Once the kernel is compiled and started it will detect the 3 iic devices.  The relevant lines from the boot log are:

iichb0: <I2C bus controller> mem 0x21a0000-0x21a3fff irq 68 on simplebus2
iicbus0: <OFW I2C bus> on iichb0
iic0: <I2C generic I/O> on iicbus0
iichb1: <I2C bus controller> mem 0x21a4000-0x21a7fff irq 69 on simplebus2
iicbus1: <OFW I2C bus> on iichb1
iic1: <I2C generic I/O> on iicbus1
iichb2: <I2C bus controller> mem 0x21a8000-0x21abfff irq 70 on simplebus2
iicbus2: <OFW I2C bus> on iichb2
iic2: <I2C generic I/O> on iicbus2

You should have 3 iic devices in the /dev/ directory

crw------- 1 root wheel 0x20 Jul 6 01:23 iic0
crw------- 1 root wheel 0x21 Jul 6 01:23 iic1
crw------- 1 root wheel 0x22 Jul 6 01:23 iic2

You can check which devices are specified in the dts file, using ofwdump.

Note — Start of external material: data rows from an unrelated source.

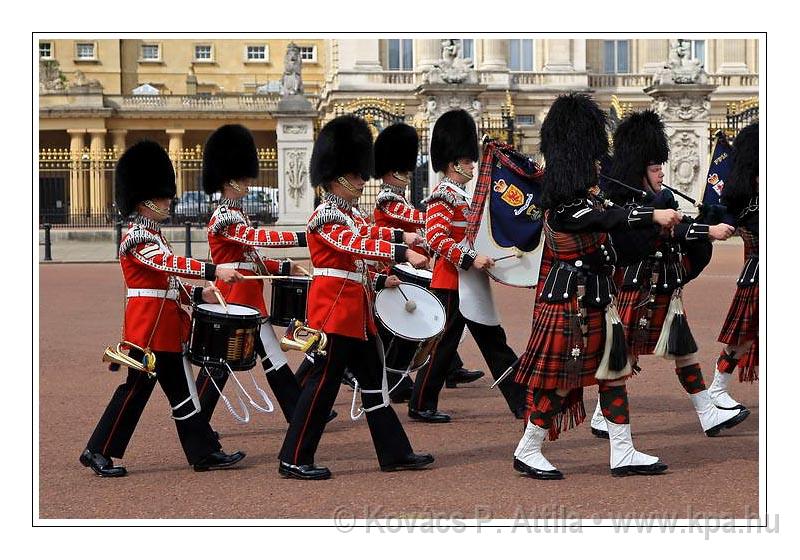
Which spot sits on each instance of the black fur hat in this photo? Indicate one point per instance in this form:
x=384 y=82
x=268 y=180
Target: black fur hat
x=143 y=172
x=230 y=153
x=573 y=138
x=343 y=146
x=639 y=141
x=741 y=186
x=454 y=137
x=396 y=149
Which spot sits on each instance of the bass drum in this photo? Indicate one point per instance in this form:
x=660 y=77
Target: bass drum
x=224 y=337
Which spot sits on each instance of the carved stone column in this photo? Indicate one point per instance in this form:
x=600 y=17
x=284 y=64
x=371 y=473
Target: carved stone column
x=99 y=196
x=684 y=108
x=78 y=199
x=295 y=141
x=174 y=150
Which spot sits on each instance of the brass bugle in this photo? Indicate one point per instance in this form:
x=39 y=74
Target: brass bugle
x=116 y=356
x=303 y=338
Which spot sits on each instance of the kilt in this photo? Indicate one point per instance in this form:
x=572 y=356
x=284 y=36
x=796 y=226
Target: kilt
x=741 y=324
x=627 y=301
x=543 y=365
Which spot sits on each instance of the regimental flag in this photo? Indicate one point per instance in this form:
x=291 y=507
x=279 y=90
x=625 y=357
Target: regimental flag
x=512 y=182
x=718 y=170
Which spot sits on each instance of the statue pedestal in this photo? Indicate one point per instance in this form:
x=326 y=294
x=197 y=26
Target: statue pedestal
x=295 y=132
x=440 y=98
x=684 y=108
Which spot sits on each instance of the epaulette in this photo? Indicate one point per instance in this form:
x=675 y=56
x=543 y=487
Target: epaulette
x=444 y=194
x=387 y=195
x=223 y=217
x=327 y=213
x=135 y=236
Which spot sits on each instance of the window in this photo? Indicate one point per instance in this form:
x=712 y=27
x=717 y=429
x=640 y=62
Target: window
x=151 y=52
x=256 y=53
x=520 y=55
x=400 y=54
x=695 y=49
x=616 y=57
x=308 y=54
x=202 y=53
x=85 y=51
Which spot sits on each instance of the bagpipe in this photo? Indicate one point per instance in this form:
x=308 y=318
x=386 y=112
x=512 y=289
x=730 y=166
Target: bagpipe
x=506 y=219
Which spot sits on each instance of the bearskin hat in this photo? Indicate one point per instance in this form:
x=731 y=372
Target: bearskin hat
x=741 y=183
x=573 y=138
x=396 y=149
x=143 y=172
x=454 y=137
x=639 y=141
x=343 y=146
x=230 y=153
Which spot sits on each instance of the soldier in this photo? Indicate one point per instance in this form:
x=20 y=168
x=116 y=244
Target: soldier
x=340 y=305
x=454 y=151
x=396 y=151
x=740 y=331
x=576 y=338
x=230 y=167
x=650 y=299
x=154 y=319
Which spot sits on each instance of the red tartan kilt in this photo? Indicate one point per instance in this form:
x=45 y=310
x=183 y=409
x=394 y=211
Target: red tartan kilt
x=741 y=324
x=543 y=365
x=627 y=302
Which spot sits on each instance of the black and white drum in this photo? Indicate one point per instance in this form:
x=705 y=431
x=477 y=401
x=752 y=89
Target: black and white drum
x=224 y=337
x=407 y=273
x=288 y=302
x=415 y=320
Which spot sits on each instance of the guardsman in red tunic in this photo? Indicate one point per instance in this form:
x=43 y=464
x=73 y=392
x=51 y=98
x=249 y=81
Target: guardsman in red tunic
x=340 y=304
x=576 y=338
x=740 y=331
x=396 y=151
x=230 y=166
x=454 y=151
x=650 y=289
x=155 y=320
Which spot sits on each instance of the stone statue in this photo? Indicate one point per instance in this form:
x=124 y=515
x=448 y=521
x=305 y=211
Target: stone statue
x=292 y=81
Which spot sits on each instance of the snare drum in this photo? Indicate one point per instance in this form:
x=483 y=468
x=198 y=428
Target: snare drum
x=407 y=273
x=413 y=334
x=224 y=337
x=289 y=297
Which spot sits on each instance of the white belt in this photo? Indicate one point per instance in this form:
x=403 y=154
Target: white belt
x=239 y=266
x=338 y=273
x=144 y=292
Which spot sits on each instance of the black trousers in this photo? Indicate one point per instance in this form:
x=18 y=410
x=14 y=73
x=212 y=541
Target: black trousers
x=282 y=381
x=361 y=357
x=118 y=422
x=491 y=341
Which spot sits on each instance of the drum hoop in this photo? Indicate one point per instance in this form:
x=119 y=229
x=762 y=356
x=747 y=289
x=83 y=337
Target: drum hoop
x=415 y=339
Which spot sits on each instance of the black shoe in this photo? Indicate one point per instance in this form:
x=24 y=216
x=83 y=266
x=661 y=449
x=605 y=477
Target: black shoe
x=218 y=460
x=101 y=465
x=431 y=416
x=656 y=468
x=539 y=474
x=738 y=419
x=462 y=376
x=602 y=434
x=412 y=461
x=303 y=472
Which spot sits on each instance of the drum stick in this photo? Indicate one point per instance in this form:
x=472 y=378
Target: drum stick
x=219 y=296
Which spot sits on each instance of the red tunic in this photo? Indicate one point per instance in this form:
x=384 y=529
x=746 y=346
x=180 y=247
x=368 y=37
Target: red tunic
x=339 y=241
x=231 y=239
x=445 y=228
x=158 y=323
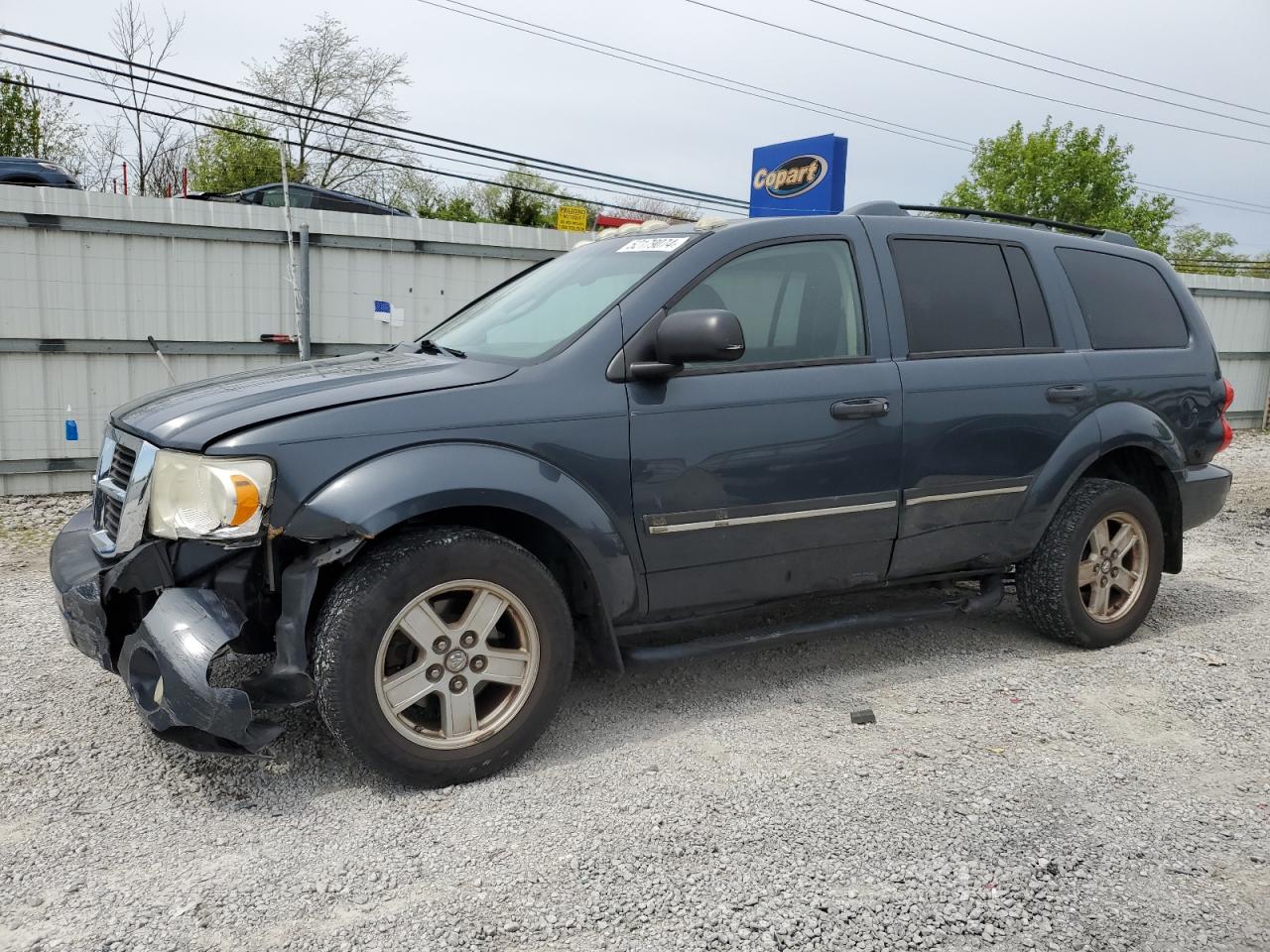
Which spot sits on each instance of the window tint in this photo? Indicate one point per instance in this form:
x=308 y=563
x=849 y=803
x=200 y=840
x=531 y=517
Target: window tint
x=299 y=197
x=959 y=296
x=797 y=301
x=1127 y=303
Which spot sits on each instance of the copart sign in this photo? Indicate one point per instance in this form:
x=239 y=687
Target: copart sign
x=806 y=177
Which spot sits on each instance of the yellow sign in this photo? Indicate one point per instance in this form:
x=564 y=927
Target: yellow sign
x=572 y=217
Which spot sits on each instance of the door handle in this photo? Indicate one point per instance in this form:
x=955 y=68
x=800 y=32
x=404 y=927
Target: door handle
x=858 y=408
x=1067 y=394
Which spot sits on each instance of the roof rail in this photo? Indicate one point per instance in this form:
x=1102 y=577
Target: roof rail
x=892 y=208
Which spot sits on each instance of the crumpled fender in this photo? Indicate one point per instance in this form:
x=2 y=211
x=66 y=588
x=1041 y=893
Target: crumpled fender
x=389 y=489
x=166 y=664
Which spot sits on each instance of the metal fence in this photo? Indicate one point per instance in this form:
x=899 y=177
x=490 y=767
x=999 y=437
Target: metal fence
x=1238 y=313
x=86 y=277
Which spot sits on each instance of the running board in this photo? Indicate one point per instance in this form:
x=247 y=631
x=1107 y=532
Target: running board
x=991 y=592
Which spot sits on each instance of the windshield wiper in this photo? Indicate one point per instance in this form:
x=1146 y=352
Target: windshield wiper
x=431 y=348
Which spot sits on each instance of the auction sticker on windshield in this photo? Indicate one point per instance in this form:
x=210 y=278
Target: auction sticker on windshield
x=665 y=243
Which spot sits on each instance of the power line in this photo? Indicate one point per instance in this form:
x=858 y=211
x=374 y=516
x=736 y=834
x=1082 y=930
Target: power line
x=698 y=75
x=358 y=141
x=1060 y=59
x=435 y=140
x=1159 y=189
x=549 y=33
x=1034 y=66
x=1170 y=189
x=202 y=123
x=770 y=24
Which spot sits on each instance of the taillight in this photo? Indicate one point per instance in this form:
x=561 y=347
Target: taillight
x=1227 y=433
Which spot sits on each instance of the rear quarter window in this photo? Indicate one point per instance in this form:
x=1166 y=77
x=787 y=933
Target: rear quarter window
x=1127 y=303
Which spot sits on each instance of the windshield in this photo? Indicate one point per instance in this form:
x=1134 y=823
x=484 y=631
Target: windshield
x=550 y=303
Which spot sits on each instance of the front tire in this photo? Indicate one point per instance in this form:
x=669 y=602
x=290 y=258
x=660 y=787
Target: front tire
x=443 y=655
x=1093 y=576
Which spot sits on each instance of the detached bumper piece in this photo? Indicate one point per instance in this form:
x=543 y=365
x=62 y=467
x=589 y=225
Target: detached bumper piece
x=166 y=665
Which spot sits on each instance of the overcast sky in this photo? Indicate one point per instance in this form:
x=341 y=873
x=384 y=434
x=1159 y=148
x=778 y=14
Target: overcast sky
x=490 y=85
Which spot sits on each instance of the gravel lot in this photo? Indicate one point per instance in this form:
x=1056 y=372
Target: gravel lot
x=1014 y=792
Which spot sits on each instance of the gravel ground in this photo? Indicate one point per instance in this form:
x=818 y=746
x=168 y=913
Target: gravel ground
x=1012 y=793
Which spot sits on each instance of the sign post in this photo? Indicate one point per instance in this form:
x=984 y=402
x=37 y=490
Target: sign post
x=571 y=217
x=804 y=177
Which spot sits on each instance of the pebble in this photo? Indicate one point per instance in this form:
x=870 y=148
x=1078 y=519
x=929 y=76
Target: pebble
x=719 y=805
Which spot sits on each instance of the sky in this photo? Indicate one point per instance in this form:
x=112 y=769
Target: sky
x=477 y=81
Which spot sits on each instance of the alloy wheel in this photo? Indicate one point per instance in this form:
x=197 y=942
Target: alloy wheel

root@wandboard:/dev # ofwdump -a
Node 0x38:
Node 0xa8: cpus
Node 0xd4: cpu@0
Node 0x190: aliases
Node 0x1bc: soc@00000000
Node 0x230: generic-interrupt-controller@00a00100
Node 0x2cc: mp_tmr0@00a00200
Node 0x348: l2-cache@00a02000
Node 0x3d0: aips@02000000
Node 0x458: ccm@020c4000
Node 0x4b4: anatop@020c8000
Node 0x520: timer@02098000
Node 0x594: gpio@0209c000
Node 0x668: gpio@020a0000
Node 0x71c: gpio@020a4000
Node 0x7f0: gpio@020a8000
Node 0x8a4: gpio@020ac000
Node 0x958: gpio@020b0000
Node 0xa0c: gpio@020b4000
Node 0xac0: serial@02020000
Node 0xb4c: serial@021e8000
Node 0xbdc: serial@021ec000
Node 0xc6c: serial@021f0000
Node 0xcfc: serial@021f4000
Node 0xd8c: usbphy@020c9000
Node 0xe2c: usbphy@020ca000
Node 0xed0: aips@02100000
Node 0xf58: ethernet@02188000
Node 0xfec: usb@02184000
Node 0x1088: usb@02184200
Node 0x1124: usb@02184400
Node 0x11b4: usb@02184600
Node 0x1244: usbmisc@02184800
Node 0x12c4: usdhc@02190000
Node 0x1368: usdhc@02194000
Node 0x1404: usdhc@02198000
Node 0x14a8: usdhc@0219c000
Node 0x1538: i2c@021a0000
Node 0x15d0: i2c@021a4000
Node 0x1668: i2c@021a8000
Node 0x1700: ocotp@021bc000
Node 0x1750: memory
Node 0x1774: chosen

You can also check that the iic modules are compiled into the kernel, using kldstat

root@wandboard:/usr/home/tom # kldstat -v | grep iic
131 i2c/iicbus
13 iichb/iicbus
12 iicbus/iic
55 iichb/ofw_iicbus
54 iicbb/ofw_iicbus

Once you have a device connected to the wandboard, you can use the i2c command to access the devices.